Compared with the prior art, the invention has the beneficial effects that:
1. aiming at the main three functional components in the spirulina: phycocyanin, spirulina polysaccharide and spirulina protein, and the molecular weight division of the protein and the polysaccharide is realized by an enzymolysis mode, so that the separation preparation of the phycocyanin, the spirulina polysaccharide and the spirulina protein can be realized by an ultrafiltration separation mode, and the complicated modes of grading, precipitation and the like are avoided; meanwhile, the protein in the spirulina raw material is subjected to enzymolysis to obtain the small molecular weight protein peptide, so that the functionality, flavor and solubility of the product are improved, and the development of subsequent products is facilitated;
2. the method is different from the prior patent technology that the whole spirulina enzymolysis treatment is carried out, phycocyanin and protein in spirulina bodies are distinguished and utilized, the distribution difference of phycocyanin and protein in spirulina bodies in cell tissues is utilized, soluble phycocyanin is dissolved out by a crushing and extracting mode firstly, the separation of phycocyanin in extracting solution and protein in cell walls is realized, and then two products of phycocyanin peptide and spirulina protein peptide are obtained by respectively carrying out enzymolysis on the extracting solution and phycoresidues; the phycocyanin is extremely unstable at high temperature, the temperature of the whole process of the preparation of the phycocyanin peptide needs to be kept lower than 50 ℃, the prepared phycocyanin peptide still keeps the unique brilliant blue of the phycocyanin, the functions of the phycocyanin in the aspects of oxidation resistance and tumor resistance can be further improved through enzymolysis, and the product value is improved;
3. compared with other comprehensive utilization processes, the novel process avoids the use of organic reagents, simplifies the extraction steps of comprehensive utilization of the spirulina product, realizes the step-by-step separation and extraction of main functional substances in the spirulina raw material, has strong technical operability, is more favorable for realizing industrial conversion, and provides a feasible technical scheme for high-valued comprehensive utilization of the spirulina resources.
Detailed Description
The technical solution of the present invention will be described in detail with reference to the following examples
The comprehensive utilization and processing technology of the spirulina specifically comprises the following steps:
(1) pretreating, extracting and separating spirulina: before extraction, spirulina needs to be swelled and wall-broken to dissolve out soluble substances in cells as much as possible.
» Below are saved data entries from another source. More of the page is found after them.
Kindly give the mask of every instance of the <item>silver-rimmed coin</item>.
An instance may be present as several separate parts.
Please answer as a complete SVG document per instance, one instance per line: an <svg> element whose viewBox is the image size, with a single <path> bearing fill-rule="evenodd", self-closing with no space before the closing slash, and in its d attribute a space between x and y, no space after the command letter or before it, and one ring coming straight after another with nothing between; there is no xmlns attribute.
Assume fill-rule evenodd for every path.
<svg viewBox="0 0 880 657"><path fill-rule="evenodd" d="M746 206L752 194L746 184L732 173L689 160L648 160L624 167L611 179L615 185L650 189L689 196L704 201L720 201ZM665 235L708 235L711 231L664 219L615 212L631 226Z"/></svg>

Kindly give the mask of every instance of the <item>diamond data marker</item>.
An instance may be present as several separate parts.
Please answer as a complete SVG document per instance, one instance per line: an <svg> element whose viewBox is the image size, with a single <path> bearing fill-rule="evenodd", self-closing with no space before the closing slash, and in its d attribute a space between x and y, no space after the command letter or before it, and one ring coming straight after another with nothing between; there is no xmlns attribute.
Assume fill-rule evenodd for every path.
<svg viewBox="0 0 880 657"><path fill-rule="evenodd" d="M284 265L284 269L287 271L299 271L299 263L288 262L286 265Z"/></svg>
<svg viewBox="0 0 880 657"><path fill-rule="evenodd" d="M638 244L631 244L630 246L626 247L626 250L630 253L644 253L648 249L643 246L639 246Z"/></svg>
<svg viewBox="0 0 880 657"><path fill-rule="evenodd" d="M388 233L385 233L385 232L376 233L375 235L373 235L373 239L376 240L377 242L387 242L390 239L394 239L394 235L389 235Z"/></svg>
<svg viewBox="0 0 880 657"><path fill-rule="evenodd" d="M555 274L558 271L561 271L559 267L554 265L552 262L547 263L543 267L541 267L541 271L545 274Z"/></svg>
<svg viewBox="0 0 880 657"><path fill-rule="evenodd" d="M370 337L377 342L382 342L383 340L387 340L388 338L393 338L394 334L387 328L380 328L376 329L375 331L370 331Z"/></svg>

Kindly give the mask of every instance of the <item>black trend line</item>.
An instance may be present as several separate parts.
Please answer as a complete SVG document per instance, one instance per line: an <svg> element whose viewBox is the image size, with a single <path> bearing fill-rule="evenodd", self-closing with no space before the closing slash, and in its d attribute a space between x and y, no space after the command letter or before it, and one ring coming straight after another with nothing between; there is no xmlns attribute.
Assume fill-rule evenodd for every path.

Adding tap water or purified water 8-10 times the weight of spirulina raw material into a stainless steel enzymolysis tank, adding spirulina powder raw material while stirring, soaking for 2-3h under normal temperature stirring state to swell, then breaking wall for 1 time by a high-pressure homogenizer with homogenizing pressure of 15-30MPa, and adopting cooling measure in the treatment process to ensure that the temperature of the material liquid treated by the high-pressure homogenizer is lower than 50 ℃; after homogenizing, the material is subjected to solid-liquid separation by plate-and-frame filtration or horizontal spiral centrifuge centrifugation, the primary extract is used as a raw material for preparing phycocyanin peptide for later use, and the algae residue 1 is used as a raw material for preparing spirulina protein peptide for later use;
(2) preparing phycocyanin peptide from the primary extract through compound enzymolysis:
transferring the primary extract obtained by separation in the step (1) to an enzymolysis tank, adding alkaline protease and 1-2 of neutral protease and papain, and carrying out enzymolysis for 3h at 50 ℃; carrying out microfiltration treatment on the feed liquid after enzymolysis to remove visible impurities, wherein the microfiltration can adopt a diatomite filter or ceramic membrane filtration equipment; then carrying out ultrafiltration concentration by molecular weight cut-off 8000, taking an ultrafiltration concentrated solution as a raw material for subsequently extracting spirulina polysaccharide, and taking an ultrafiltration permeate as a raw material for preparing phycocyanin peptide; concentrating the ultrafiltration permeate by nanofiltration till the solid content is 10-12%, adding purified water for desalting till the conductivity of the permeate is below 0.2 mS.cm < -1 >, stopping desalting, and continuously concentrating the solid content of the feed liquid to 10-12%; freeze drying the concentrated feed liquid to obtain phycocyanin peptide;
(3) preparing spirulina protein peptide by compound enzymolysis of algae residue:
transferring the algae residue 1 obtained by separation in the step (1) into an enzymolysis tank, adding 1-2 of alkaline protease, neutral protease or papain, and carrying out enzymolysis for 3h at 60 ℃; filtering or centrifugally separating the materials after enzymolysis to obtain enzymolysis liquid and algae residues 2, and drying the algae residues 2 to be used as feed raw materials; decolorizing the enzymolysis solution with active carbon, and performing microfiltration treatment to remove macroscopic impurities, wherein the microfiltration can adopt a diatomite filter or ceramic membrane filtration equipment; ultrafiltering and concentrating the microfiltered feed liquid by molecular weight cut-off 8000, taking the ultrafiltered concentrated liquid as a raw material for subsequently extracting spirulina polysaccharide, and taking the ultrafiltered permeate liquid as a raw material for preparing spirulina protein peptide; concentrating the treated feed liquid by nanofiltration till the solid content is 10-12%, adding purified water for desalting till the conductivity of the permeate is below 0.2 mS.cm < -1 >, stopping desalting, and continuously concentrating the solid content of the feed liquid to 10-12%; spray drying the concentrated feed liquid to obtain spirulina protein peptide;
(4) refining and removing impurities from the ultrafiltration concentrated solution to prepare spirulina polysaccharide:
adding hydrochloric acid into the ultrafiltration concentrated solution in the steps (2) and (3) to adjust the pH value to 2-3, and filtering through diatomite to remove impurities; adjusting the pH of the filtered feed liquid to 6-7, performing nanofiltration concentration to obtain a solid content of 10-12%, adding purified water, desalting until the conductivity of the permeate liquid is below 0.2mS cm-1, stopping desalting, and continuously concentrating the solid content of the feed liquid to 10-12%; and (4) carrying out spray drying on the concentrated feed liquid to obtain the spirulina polysaccharide.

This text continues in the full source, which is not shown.